Manners

Reprise from my own meditations on quotations:

Quotations, too, participate in various genres. Some are illustrative, some are authoritative, some are epigraphs. And like drawings, quotations often need to be accompanied by words.
This leads me to an example. For the longest time, I resisted A.S. Neill's contention in Summerhill: A Radical Approach to Child Rearing that manners could not be taught. This opening to the chapter on "Manners" buckled against my experience and the wise practice of my parents who inculcated in me not only a sympathy for etiquette but also a moral value in treating everyone with dignity and respect. I sincerely thought that I was taught this. Neill tells it otherwise:
To have good manners means to think of others, no — to feel for others. One must be group-conscious, have the gift of putting oneself in the other man's shoes. Manners prohibit the wounding of anyone. To be mannerly is to have genuine good taste. Manners cannot be taught, for they belong to the unconscious.

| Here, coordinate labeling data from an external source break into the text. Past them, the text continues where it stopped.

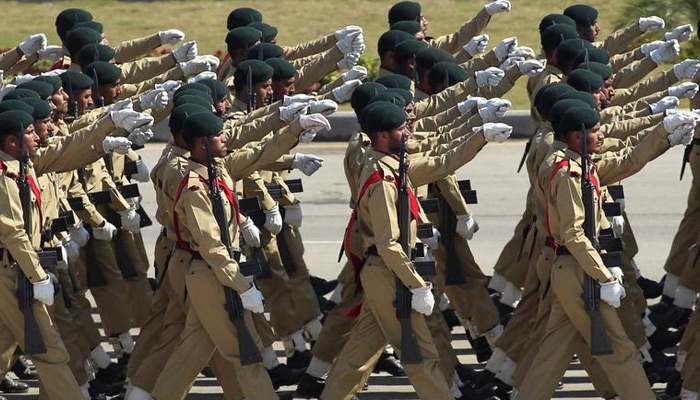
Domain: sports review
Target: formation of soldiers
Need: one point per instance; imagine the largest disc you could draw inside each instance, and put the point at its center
(566, 285)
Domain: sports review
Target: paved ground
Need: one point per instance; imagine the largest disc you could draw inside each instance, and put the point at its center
(655, 204)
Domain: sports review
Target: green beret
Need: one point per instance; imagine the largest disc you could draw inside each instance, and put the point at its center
(582, 14)
(283, 69)
(67, 18)
(17, 94)
(363, 95)
(242, 17)
(548, 94)
(404, 11)
(201, 124)
(388, 41)
(551, 37)
(574, 118)
(73, 80)
(43, 89)
(264, 51)
(54, 81)
(395, 81)
(94, 52)
(41, 108)
(103, 72)
(259, 72)
(554, 19)
(382, 116)
(242, 38)
(180, 113)
(19, 105)
(603, 70)
(269, 32)
(77, 38)
(411, 27)
(426, 58)
(219, 90)
(94, 25)
(446, 73)
(14, 122)
(584, 80)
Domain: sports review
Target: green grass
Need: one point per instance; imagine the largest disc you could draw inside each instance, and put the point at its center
(297, 20)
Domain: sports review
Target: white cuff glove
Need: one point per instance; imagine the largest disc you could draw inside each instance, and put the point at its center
(422, 299)
(171, 36)
(308, 164)
(251, 233)
(651, 24)
(495, 131)
(292, 215)
(273, 220)
(252, 300)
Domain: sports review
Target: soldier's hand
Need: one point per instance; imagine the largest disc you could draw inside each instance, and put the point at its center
(44, 291)
(171, 36)
(252, 300)
(651, 24)
(292, 215)
(422, 299)
(33, 43)
(251, 233)
(273, 220)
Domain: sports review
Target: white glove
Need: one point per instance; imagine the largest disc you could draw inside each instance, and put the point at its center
(186, 52)
(308, 164)
(33, 43)
(171, 36)
(466, 226)
(504, 48)
(530, 67)
(348, 61)
(79, 234)
(490, 76)
(476, 45)
(422, 299)
(44, 290)
(289, 113)
(356, 72)
(664, 104)
(140, 136)
(497, 6)
(686, 69)
(141, 174)
(292, 215)
(495, 131)
(273, 220)
(252, 300)
(120, 145)
(51, 53)
(651, 24)
(612, 293)
(343, 92)
(251, 233)
(324, 107)
(348, 30)
(687, 90)
(131, 220)
(666, 52)
(194, 66)
(681, 33)
(106, 232)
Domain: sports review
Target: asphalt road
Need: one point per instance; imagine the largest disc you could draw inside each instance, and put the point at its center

Well. For ages, I just thought this was wrong. Until it dawned upon me that we have different meanings of "to teach". I now recall from the movies the line that proceed a wallop of a whipping: "I'm gonna teach ya a lesson." Teaching for me is less about pounding points into some one as seducing through mimesis: modelling discrete elements that are readily imitated and encouraging repetition with variation to make what is acquired innate.

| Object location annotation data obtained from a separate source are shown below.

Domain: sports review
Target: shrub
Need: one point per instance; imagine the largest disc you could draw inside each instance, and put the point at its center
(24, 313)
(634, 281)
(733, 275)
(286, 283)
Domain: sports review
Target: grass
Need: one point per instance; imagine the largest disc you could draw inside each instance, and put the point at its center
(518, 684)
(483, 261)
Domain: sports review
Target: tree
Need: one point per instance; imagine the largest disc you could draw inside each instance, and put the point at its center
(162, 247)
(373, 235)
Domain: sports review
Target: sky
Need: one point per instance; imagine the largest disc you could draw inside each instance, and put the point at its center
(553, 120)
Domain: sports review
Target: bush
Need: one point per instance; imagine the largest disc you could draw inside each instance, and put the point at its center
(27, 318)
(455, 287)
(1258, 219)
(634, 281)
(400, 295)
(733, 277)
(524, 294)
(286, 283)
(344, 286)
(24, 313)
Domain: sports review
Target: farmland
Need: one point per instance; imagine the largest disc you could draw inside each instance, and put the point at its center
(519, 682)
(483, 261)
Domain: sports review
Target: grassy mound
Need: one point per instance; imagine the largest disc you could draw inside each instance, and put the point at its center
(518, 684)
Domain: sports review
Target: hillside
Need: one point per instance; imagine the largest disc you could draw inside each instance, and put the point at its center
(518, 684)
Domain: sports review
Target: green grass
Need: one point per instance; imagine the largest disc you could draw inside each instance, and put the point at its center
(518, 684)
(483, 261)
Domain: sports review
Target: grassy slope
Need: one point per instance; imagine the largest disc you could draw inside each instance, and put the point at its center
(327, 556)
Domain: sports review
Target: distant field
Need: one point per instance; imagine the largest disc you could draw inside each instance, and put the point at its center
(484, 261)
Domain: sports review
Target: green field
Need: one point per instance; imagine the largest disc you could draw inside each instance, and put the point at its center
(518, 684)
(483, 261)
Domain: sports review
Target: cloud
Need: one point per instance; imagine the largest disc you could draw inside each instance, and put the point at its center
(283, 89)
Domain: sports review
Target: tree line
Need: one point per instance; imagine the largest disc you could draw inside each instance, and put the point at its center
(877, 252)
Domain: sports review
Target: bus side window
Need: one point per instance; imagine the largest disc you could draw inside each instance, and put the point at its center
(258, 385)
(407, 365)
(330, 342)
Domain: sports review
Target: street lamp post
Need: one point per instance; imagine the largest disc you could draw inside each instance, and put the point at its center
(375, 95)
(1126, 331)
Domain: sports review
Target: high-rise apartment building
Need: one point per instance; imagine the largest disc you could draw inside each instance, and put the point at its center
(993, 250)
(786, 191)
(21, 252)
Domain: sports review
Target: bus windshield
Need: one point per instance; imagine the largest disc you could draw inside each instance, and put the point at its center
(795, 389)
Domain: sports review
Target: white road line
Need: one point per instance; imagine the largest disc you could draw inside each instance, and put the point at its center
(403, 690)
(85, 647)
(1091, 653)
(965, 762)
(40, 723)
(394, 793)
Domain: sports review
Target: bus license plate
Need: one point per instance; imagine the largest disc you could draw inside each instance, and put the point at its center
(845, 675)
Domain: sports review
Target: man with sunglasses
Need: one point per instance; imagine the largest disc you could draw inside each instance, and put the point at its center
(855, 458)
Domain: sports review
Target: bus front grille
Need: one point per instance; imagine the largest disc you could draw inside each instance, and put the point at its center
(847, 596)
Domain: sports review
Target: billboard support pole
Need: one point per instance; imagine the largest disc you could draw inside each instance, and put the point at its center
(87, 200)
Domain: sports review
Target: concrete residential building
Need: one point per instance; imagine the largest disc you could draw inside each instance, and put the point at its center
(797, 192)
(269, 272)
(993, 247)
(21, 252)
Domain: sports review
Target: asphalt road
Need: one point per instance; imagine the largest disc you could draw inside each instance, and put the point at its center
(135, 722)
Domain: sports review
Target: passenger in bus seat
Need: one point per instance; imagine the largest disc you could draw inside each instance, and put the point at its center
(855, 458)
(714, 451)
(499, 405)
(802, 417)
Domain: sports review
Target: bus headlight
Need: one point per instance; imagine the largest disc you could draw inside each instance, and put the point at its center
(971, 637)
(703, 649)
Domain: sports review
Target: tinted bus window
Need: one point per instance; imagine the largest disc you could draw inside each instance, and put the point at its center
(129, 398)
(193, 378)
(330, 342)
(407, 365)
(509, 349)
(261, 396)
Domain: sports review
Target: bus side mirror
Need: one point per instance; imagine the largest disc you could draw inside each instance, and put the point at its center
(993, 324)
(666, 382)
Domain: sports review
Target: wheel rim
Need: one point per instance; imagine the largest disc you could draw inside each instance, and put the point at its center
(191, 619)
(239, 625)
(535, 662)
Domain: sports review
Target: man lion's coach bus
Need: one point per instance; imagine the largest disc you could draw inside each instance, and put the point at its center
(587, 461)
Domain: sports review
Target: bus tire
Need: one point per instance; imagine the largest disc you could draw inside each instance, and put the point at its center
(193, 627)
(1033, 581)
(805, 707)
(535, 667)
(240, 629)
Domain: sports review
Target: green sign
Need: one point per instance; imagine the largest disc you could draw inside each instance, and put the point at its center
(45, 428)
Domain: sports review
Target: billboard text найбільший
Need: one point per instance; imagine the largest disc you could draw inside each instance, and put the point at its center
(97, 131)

Most ironically, in my copy of Summerhill I had copied onto a yellow sticky a listing of virtues from the foreword by Eric Fromm and remarked how they aligned with the traditional cardinal virtues (prudence, temperance, justice and fortitude). And marvellously when I returned to the context, I found the important characterization of teaching as non-violent. See:
Neill shows uncompromising respect for life and freedom and a radical negation of the use of force. Children reared by such methods will develop within themselves the qualities of reason, love, integrity, and courage, which are the goals of Western humanistic tradition.
What is shown is open to imitation. What is sown without coercion is adopted without compunction. And sometimes not immediately. And sometimes not at all. It's the difference between teaching and learning.